Yaşam, en basit yaşam biçimlerinin (tek hücreli organizmalar) ortaya çıkmasıyla başladı. İlk tek hücreli organizmalar prokaryotlar. Bu organizmalar, Dünya'nın yaşama uygun hale gelmesinden sonra ortaya çıkan ilk organizmalardı. yüzeyinde ve atmosferde en basit yaşam formlarının bile ortaya çıkmasına izin vermez. Bu organizmanın varlığı için oksijene ihtiyacı yoktu. Atmosferdeki oksijen konsantrasyonu arttı, bu da ortaya çıkmasına neden oldu ökaryotlar. Bu organizmalar için oksijen yaşam için temel şey haline geldi; oksijen konsantrasyonunun düşük olduğu bir ortamda hayatta kalamadılar.

Fotosentez yapabilen ilk organizmalar, yaşamın ortaya çıkışından 1 milyar yıl sonra ortaya çıktı. Bu fotosentetik organizmalar anaerobik bakteri. Yaşam yavaş yavaş gelişmeye başladı ve azotlu organik bileşiklerin içeriği düştükten sonra, Dünya atmosferindeki azotu kullanabilen yeni canlı organizmalar ortaya çıktı. Bu tür yaratıklar vardı mavi-yeşil algler. Tek hücreli organizmaların evrimi, gezegenin yaşamındaki korkunç olaylardan sonra meydana gelmiş ve evrimin tüm aşamaları koruma altına alınmıştır. manyetik alan kara.

Zamanla, en basit organizmalar genetik aparatlarını geliştirip iyileştirmeye ve üreme yöntemlerini geliştirmeye başladı. Daha sonra tek hücreli organizmaların yaşamında, üretken hücrelerinin erkek ve dişi olarak bölünmesine bir geçiş meydana geldi.

Dünyadaki yaşamın evrimi.
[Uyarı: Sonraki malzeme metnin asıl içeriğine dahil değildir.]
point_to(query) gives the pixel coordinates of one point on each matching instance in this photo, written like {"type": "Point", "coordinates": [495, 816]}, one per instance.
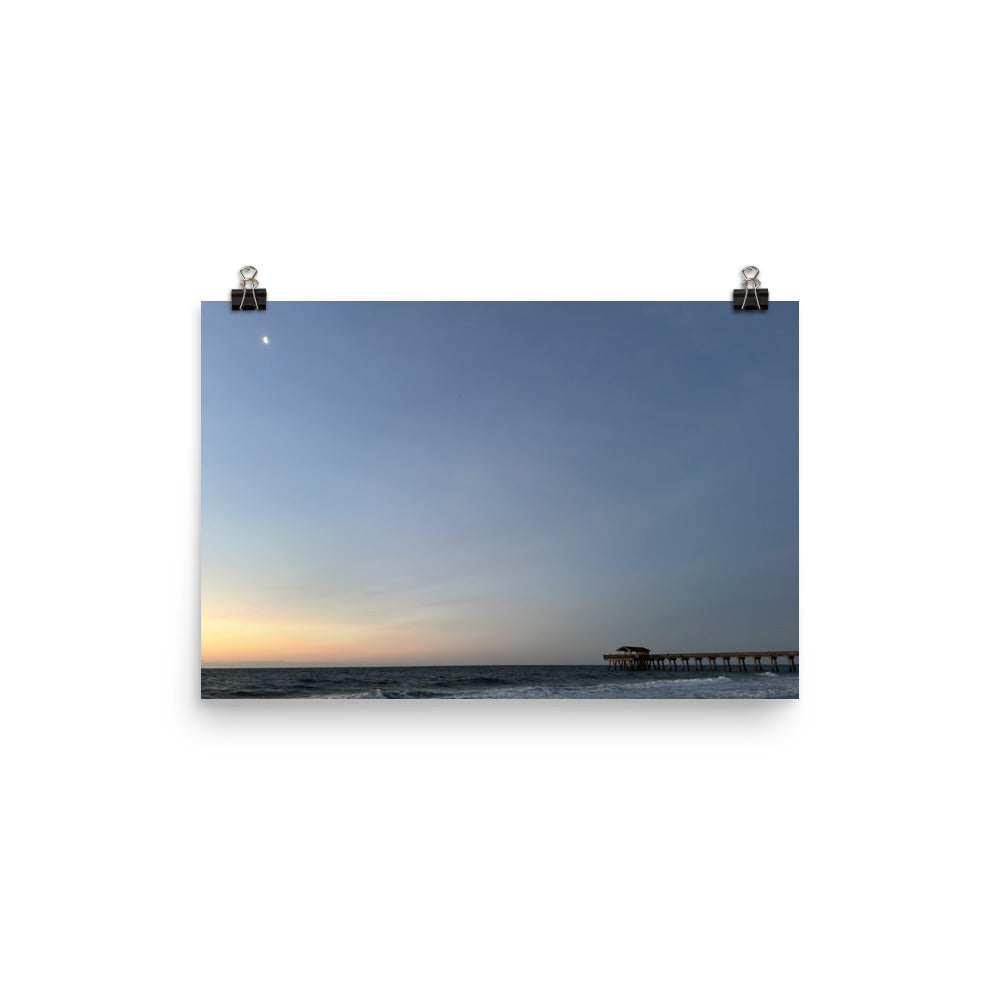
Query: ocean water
{"type": "Point", "coordinates": [491, 682]}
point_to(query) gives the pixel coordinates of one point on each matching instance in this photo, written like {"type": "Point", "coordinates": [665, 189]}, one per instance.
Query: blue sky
{"type": "Point", "coordinates": [401, 483]}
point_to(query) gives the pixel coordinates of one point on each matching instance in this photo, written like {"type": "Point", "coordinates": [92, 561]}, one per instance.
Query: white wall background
{"type": "Point", "coordinates": [158, 847]}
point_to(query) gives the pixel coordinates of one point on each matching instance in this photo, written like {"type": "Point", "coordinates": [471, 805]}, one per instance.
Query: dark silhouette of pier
{"type": "Point", "coordinates": [628, 658]}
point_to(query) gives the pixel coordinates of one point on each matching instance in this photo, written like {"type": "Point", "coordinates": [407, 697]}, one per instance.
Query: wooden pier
{"type": "Point", "coordinates": [702, 661]}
Çok hücreli organizmalar.

Tek hücreli organizmaların ortaya çıkışından sonra daha karmaşık yaşam biçimleri ortaya çıktı. Çok hücreli organizmalar. Dünya gezegenindeki yaşamın evrimi, daha karmaşık bir yapı ve yaşamın karmaşık geçiş aşamaları ile karakterize edilen daha karmaşık organizmalar edinmiştir.

Yaşamın ilk aşaması - Koloni tek hücreli aşaması. Tek hücreli organizmalardan çok hücrelilere geçiş, organizmaların yapısı ve genetik aparat daha karmaşık hale gelir. Bu aşama hayattaki en kolay aşama olarak kabul edilir Çok hücreli organizmalar.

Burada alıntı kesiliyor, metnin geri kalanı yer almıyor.